After our week of cabin-fever-inducing summer downpours, the ol’ sun reappeared in spectacular fashion this weekend. Which was fortunate, as we’d planned our next installation of the Intentional Summer Challenge: to go on a quest. While the rest of the world seemed to be chasing Pokemon we were significantly less cool and opted instead to follow the historic path of William Tell, the great folk hero of central Switzerland.
My knowledge of Willhelm / Guillaume / Guglielmo / Guglielm Tell (depending on which of the four Swiss languages you favour) was limited. Of course I’d heard about the infamous ‘arrow through the apple’ tale, and the sort-of-related William Tell Overture, but that was my total background on the guy. As we’d chosen to hike a route that reflected the man’s own path, we figured it was time to brush up on a bit of Swisstory.
A legendary strong man, Alp-hiker and expert marksman, William Tell led the Swiss resistance to attempted Austrian domination in the 1300s. Arrested by the Austrians with his son, he was offered a challenge: to shoot an apple from his son’s head in a single attempt, or for them both to face execution. Tell pulled out two arrows and successfully shot the apple. His son was released but when asked why he drew two arrows, Tell replied that had he shot his son he intended to use the second arrow to kill Gessler, the leader of the Austrians. With this he was imprisoned, however en route to Küssnacht dungeon Tell escaped capture and ran cross country through the Alps. His captors followed, and Tell famously assassinated Gessler with the second arrow through a narrow stretch of road cut through large rocks. His act sparked a revolution which eventually led to the formation of the Swiss confederation.
Our hike commenced close to the top of the mountain at Rigi Kaltbad, and followed some of the path that Mr Tell ran as well as marking the point where the famous fatal arrow was shot. The walk itself covered about 12km, and apart from a few straight stretches was primarily downhill all the way to Küssnacht. There was definitely no running from our team, lumbered up with one bambini apiece, but there was plenty of Alp gazing from the top of Rigi across Lake Luzern out to Mount Pilatus on the crystal clear day.
We had teamed up with some friends to do the hike, and we slowly made our way down the sometimes precarious mountain path. We frequently passed people walking the opposite direction and admired their gumption, but after a few hours our knees were telling us that upwards may have been a better game plan. Happily, there were ample scenic distractions as well as the melodious bell ringing of the Swiss cows grazing on Alpine grass.

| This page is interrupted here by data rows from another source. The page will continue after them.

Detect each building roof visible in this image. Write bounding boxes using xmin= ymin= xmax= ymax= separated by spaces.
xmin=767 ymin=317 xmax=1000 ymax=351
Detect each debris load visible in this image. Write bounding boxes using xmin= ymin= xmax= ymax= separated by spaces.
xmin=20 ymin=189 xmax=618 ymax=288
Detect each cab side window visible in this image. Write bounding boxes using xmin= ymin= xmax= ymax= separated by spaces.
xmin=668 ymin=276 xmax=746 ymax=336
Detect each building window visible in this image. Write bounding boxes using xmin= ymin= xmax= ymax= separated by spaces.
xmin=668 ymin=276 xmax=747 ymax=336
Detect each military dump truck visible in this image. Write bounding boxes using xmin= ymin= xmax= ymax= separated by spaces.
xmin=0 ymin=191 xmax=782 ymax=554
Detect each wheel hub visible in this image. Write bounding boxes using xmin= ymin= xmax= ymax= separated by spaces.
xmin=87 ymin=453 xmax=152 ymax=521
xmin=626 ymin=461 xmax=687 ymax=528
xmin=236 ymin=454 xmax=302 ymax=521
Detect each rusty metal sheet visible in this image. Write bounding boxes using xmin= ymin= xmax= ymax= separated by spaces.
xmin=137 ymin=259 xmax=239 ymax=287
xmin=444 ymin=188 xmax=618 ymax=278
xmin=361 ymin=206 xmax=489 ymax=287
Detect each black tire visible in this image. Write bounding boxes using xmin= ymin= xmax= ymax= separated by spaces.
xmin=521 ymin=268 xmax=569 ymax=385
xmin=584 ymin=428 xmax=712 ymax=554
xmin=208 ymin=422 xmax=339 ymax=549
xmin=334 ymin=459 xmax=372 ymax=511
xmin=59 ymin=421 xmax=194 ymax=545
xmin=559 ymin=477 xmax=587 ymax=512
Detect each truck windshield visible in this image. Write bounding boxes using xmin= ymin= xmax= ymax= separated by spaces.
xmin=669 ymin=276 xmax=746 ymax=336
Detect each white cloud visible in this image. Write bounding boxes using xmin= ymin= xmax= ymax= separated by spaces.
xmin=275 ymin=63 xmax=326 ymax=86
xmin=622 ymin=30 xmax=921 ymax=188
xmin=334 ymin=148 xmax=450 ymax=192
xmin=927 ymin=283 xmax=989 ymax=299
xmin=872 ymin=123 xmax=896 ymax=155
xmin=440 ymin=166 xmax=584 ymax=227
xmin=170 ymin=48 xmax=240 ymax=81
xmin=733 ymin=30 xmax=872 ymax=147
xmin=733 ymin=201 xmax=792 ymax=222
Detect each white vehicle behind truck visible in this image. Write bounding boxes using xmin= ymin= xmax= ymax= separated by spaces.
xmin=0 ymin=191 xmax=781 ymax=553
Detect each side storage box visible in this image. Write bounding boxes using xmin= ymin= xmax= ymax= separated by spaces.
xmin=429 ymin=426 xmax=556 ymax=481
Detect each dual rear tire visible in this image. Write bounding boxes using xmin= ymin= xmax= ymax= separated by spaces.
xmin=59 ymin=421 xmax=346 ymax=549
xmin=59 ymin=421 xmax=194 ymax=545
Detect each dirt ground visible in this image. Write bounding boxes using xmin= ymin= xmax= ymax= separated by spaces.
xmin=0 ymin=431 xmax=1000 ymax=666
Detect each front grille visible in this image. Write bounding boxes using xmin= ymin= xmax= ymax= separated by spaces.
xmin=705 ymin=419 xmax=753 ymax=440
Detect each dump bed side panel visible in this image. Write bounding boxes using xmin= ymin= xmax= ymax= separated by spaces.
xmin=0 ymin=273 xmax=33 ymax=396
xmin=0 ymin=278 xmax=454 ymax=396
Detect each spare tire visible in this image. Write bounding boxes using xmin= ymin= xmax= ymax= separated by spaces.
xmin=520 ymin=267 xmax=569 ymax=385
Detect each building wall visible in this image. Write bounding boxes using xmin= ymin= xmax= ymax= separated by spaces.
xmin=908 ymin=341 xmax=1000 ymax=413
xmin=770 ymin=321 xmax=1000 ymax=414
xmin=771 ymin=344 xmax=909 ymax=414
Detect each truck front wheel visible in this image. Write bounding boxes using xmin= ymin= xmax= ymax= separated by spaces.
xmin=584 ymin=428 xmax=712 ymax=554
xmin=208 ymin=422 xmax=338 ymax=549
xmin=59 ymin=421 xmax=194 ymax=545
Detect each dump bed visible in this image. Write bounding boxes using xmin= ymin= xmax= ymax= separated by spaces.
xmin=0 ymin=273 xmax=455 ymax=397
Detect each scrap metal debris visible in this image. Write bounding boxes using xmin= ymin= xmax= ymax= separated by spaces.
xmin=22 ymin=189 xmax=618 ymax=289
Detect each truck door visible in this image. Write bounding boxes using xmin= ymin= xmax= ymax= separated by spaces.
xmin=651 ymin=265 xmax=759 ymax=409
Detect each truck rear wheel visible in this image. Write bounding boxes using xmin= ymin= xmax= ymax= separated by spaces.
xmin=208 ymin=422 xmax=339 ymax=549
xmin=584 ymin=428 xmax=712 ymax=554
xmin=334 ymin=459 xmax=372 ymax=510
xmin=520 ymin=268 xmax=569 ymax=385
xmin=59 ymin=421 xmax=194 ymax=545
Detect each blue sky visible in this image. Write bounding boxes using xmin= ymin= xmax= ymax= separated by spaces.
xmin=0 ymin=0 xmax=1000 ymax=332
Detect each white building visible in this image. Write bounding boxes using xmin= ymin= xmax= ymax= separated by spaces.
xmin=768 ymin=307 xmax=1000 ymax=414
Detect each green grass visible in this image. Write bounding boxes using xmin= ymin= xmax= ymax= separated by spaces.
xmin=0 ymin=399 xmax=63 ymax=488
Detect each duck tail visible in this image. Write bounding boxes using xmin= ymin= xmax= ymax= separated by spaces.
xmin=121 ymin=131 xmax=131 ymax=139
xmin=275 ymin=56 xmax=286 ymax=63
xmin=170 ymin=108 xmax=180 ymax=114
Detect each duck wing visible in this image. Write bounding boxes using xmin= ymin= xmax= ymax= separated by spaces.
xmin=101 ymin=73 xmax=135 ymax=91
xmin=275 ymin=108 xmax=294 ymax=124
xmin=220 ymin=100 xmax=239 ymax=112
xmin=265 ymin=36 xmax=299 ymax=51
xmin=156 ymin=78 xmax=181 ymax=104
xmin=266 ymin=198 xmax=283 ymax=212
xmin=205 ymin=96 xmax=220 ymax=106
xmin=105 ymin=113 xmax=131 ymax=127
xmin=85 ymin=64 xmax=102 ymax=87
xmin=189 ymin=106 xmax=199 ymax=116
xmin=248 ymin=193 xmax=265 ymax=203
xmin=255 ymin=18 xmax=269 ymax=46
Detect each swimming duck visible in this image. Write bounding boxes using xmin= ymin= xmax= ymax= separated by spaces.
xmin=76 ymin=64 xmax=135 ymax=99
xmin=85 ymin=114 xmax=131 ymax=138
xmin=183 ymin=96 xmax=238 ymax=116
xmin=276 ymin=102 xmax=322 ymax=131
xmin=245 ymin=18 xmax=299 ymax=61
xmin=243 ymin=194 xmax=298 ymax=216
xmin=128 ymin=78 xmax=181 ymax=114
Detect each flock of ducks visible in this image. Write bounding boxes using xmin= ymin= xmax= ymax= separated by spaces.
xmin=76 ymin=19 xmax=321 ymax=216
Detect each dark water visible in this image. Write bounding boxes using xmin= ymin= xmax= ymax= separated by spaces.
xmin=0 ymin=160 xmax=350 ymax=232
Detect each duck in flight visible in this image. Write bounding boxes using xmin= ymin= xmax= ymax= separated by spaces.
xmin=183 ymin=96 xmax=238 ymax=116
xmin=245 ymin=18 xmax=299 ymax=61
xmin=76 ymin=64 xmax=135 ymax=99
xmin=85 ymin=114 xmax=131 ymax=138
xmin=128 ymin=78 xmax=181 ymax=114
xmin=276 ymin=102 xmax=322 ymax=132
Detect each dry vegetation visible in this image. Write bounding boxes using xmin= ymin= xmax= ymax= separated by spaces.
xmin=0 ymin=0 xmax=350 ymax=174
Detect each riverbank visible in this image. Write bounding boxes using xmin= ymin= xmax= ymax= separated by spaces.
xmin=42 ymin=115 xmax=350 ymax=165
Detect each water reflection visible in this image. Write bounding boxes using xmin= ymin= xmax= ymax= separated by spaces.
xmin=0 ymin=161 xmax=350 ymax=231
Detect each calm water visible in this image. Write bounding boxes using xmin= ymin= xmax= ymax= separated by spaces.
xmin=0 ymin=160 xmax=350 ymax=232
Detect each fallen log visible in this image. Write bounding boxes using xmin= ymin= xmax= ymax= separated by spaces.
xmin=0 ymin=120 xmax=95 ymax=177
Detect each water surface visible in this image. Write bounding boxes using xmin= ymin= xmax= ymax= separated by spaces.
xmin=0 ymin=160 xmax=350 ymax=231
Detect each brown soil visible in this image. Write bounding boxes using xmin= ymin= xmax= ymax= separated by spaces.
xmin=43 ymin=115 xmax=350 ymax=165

We stopped for a very Swiss lunch (würst! älpermagronen! anything else on the menu with an umlaut!) in a seemingly middle-of-nowhere farm restaurant. The kids played on swings and trampolines and looked at the ponies, no doubt much like William Tell must have done while he was on the run.
The final descent into Küssnacht town was tough; we’d been walking steadily downhill for about 4 hours and our joints were telling us all about it. So loudly, in fact, that we forgot to note the site of the final showdown between Tell and Gessler, instead fantasising about icy beers and cool lake swims.
Our quest completed, although perhaps not observed as formally as warranted, we hobbled into town and called it a day. A spectacular day, with beautiful views and better yet glorious sunshine throughout the entire walk. For me the trip will be marked by the achievement of another quest of sorts: my lass, after months of pestering on my behalf, finally spat out her first proper ‘Mama’. I have some concerns that it came right after she played with the afore mentioned ponies, but she’ll have to learn full sentences before I’ll acknowledge that particular request.